Abstract In situ toxification of less toxic substance for the generation of effective anticarcinogens at the specific tumor tissue has been a novel paradigm for combating cancer. Significant efforts have been recently dedicated to turning clinical‐approved drugs into anticancer agents in specific tumor microenvironment by chemical reactions.
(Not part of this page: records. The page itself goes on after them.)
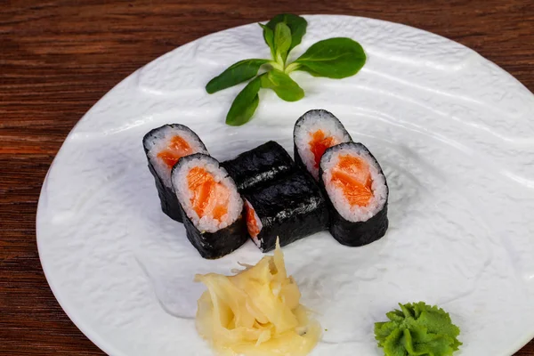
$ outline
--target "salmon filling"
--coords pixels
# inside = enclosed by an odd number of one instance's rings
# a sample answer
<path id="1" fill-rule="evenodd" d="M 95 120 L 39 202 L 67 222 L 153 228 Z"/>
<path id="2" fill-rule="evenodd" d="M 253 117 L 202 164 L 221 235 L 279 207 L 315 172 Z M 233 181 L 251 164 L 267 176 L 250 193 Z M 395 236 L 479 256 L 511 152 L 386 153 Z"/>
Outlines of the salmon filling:
<path id="1" fill-rule="evenodd" d="M 366 206 L 373 198 L 369 165 L 359 157 L 339 156 L 332 168 L 331 182 L 352 206 Z"/>
<path id="2" fill-rule="evenodd" d="M 162 150 L 158 154 L 169 168 L 174 166 L 178 159 L 184 156 L 189 156 L 193 153 L 193 150 L 183 138 L 174 136 L 169 142 L 166 150 Z"/>
<path id="3" fill-rule="evenodd" d="M 221 222 L 228 213 L 230 190 L 201 167 L 194 167 L 188 173 L 187 182 L 193 194 L 191 207 L 198 217 L 208 216 Z"/>
<path id="4" fill-rule="evenodd" d="M 310 140 L 310 150 L 313 153 L 315 158 L 315 168 L 319 168 L 320 163 L 320 158 L 325 153 L 325 150 L 332 146 L 336 146 L 339 142 L 335 137 L 327 136 L 322 130 L 317 130 L 313 134 L 310 134 L 312 140 Z"/>
<path id="5" fill-rule="evenodd" d="M 247 201 L 245 202 L 247 206 L 247 229 L 248 234 L 253 238 L 257 238 L 260 233 L 260 226 L 256 220 L 256 214 L 254 207 Z"/>

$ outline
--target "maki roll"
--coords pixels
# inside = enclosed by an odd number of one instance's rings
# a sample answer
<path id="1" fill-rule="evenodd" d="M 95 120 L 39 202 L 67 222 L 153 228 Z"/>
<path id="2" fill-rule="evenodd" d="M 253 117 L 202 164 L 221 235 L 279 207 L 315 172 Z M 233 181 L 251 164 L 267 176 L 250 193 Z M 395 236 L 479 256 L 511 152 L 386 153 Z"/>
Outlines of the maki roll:
<path id="1" fill-rule="evenodd" d="M 202 257 L 222 257 L 247 241 L 243 200 L 215 158 L 201 153 L 184 157 L 171 179 L 187 237 Z"/>
<path id="2" fill-rule="evenodd" d="M 263 252 L 277 237 L 286 246 L 328 227 L 327 202 L 307 172 L 295 170 L 244 198 L 248 234 Z"/>
<path id="3" fill-rule="evenodd" d="M 293 130 L 295 162 L 319 181 L 319 164 L 325 150 L 352 142 L 351 135 L 332 113 L 314 109 L 300 117 Z"/>
<path id="4" fill-rule="evenodd" d="M 178 159 L 207 150 L 197 134 L 179 124 L 164 125 L 149 132 L 142 139 L 149 169 L 156 181 L 161 210 L 182 222 L 180 206 L 171 183 L 171 170 Z"/>
<path id="5" fill-rule="evenodd" d="M 328 149 L 320 183 L 330 202 L 330 233 L 343 245 L 363 246 L 387 230 L 388 188 L 380 165 L 361 143 Z"/>
<path id="6" fill-rule="evenodd" d="M 295 167 L 291 156 L 274 141 L 243 152 L 222 165 L 241 192 L 287 174 Z"/>

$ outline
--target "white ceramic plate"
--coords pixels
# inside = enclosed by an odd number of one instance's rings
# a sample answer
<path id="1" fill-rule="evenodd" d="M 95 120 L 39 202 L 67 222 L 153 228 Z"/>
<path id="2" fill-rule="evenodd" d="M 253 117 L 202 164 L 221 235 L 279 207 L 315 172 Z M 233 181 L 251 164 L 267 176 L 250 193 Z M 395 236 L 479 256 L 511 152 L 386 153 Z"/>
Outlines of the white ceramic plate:
<path id="1" fill-rule="evenodd" d="M 303 303 L 325 331 L 313 355 L 378 355 L 373 323 L 399 302 L 449 311 L 458 355 L 506 355 L 534 336 L 534 96 L 474 52 L 409 27 L 306 16 L 293 56 L 350 36 L 368 53 L 343 80 L 295 73 L 306 97 L 261 93 L 255 117 L 224 125 L 242 86 L 206 83 L 230 64 L 266 58 L 256 24 L 183 45 L 125 78 L 72 130 L 39 200 L 43 268 L 76 325 L 113 356 L 210 355 L 197 336 L 198 272 L 228 274 L 262 255 L 249 241 L 206 261 L 159 209 L 142 148 L 149 130 L 182 123 L 226 159 L 268 140 L 292 151 L 296 118 L 326 109 L 366 144 L 390 185 L 390 229 L 360 248 L 320 233 L 284 248 Z"/>

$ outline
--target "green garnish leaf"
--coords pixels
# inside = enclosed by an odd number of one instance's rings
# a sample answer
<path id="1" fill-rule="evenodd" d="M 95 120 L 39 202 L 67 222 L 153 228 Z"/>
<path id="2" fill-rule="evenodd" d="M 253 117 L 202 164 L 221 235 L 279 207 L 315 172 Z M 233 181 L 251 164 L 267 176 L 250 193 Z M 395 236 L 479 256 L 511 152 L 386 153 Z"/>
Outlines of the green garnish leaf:
<path id="1" fill-rule="evenodd" d="M 296 101 L 304 97 L 304 91 L 284 72 L 270 70 L 262 76 L 262 87 L 272 89 L 279 98 L 286 101 Z"/>
<path id="2" fill-rule="evenodd" d="M 272 58 L 240 61 L 206 85 L 206 91 L 211 94 L 252 79 L 233 101 L 226 116 L 228 125 L 239 125 L 250 120 L 258 107 L 261 88 L 272 89 L 287 101 L 301 100 L 304 91 L 289 77 L 294 70 L 306 71 L 315 77 L 344 78 L 356 74 L 365 64 L 366 55 L 360 44 L 344 37 L 320 41 L 296 61 L 287 63 L 289 53 L 302 42 L 308 22 L 300 16 L 283 13 L 265 25 L 259 25 Z M 258 76 L 262 66 L 264 72 Z M 398 321 L 410 317 L 404 310 L 395 311 L 391 316 L 390 319 Z"/>
<path id="3" fill-rule="evenodd" d="M 399 304 L 375 323 L 375 338 L 385 356 L 450 356 L 462 344 L 448 312 L 424 302 Z"/>
<path id="4" fill-rule="evenodd" d="M 267 25 L 263 25 L 263 23 L 259 23 L 260 27 L 263 28 L 263 40 L 271 49 L 271 55 L 272 58 L 275 58 L 276 53 L 274 50 L 274 31 L 267 27 Z"/>
<path id="5" fill-rule="evenodd" d="M 312 44 L 296 61 L 296 70 L 314 77 L 340 79 L 358 73 L 366 55 L 360 44 L 351 38 L 336 37 Z"/>
<path id="6" fill-rule="evenodd" d="M 267 22 L 266 26 L 274 31 L 276 25 L 280 22 L 287 25 L 291 30 L 291 44 L 287 49 L 287 53 L 289 53 L 293 48 L 302 42 L 303 36 L 306 33 L 308 21 L 306 21 L 303 18 L 292 13 L 282 13 L 273 17 L 269 22 Z"/>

Herein, a hollow mesoporous Prussian blue (HMPB)‐based therapeutic nanoplatform, denoted as DSF@PVP/Cu‐HMPB, is constructed by encapsulating alcohol‐abuse drug disulfiram (DSF) into the copper‐enriched and polyvinylpyrrolidone (PVP)‐decorated HMPB nanoparticles to achieve in situ chemical reaction‐activated and hyperthermia‐amplified chemotherapy of DSF. Upon tumor accumulation of DSF@PVP/Cu‐HMPB, the endogenous mild acidity in tumor condition triggers the biodegradation of the HMPB nanoparticle and the concurrent co‐releases of DSF and Cu 2+ , thus forming cytotoxic bis( N , N ‐diethyl dithiocarbamato)copper(II) complexes (CuL 2 ) via DSF‐Cu 2+ chelating reaction. Moreover, by the intrinsic photothermal‐conversion effect of PVP/Cu‐HMPBs, the anticancer effect of DSF is augmented by the hyperthermia generated upon near‐infrared irradiation, thus inducing remarkable cell apoptosis in vitro and tumor elimination in vivo on both subcutaneous and orthotopic tumor‐bearing models. This strategy of in situ drug transition by chemical chelation reaction and photothermal‐augmentation provides a promising paradigm for designing novel cancer‐therapeutic nanoplatforms.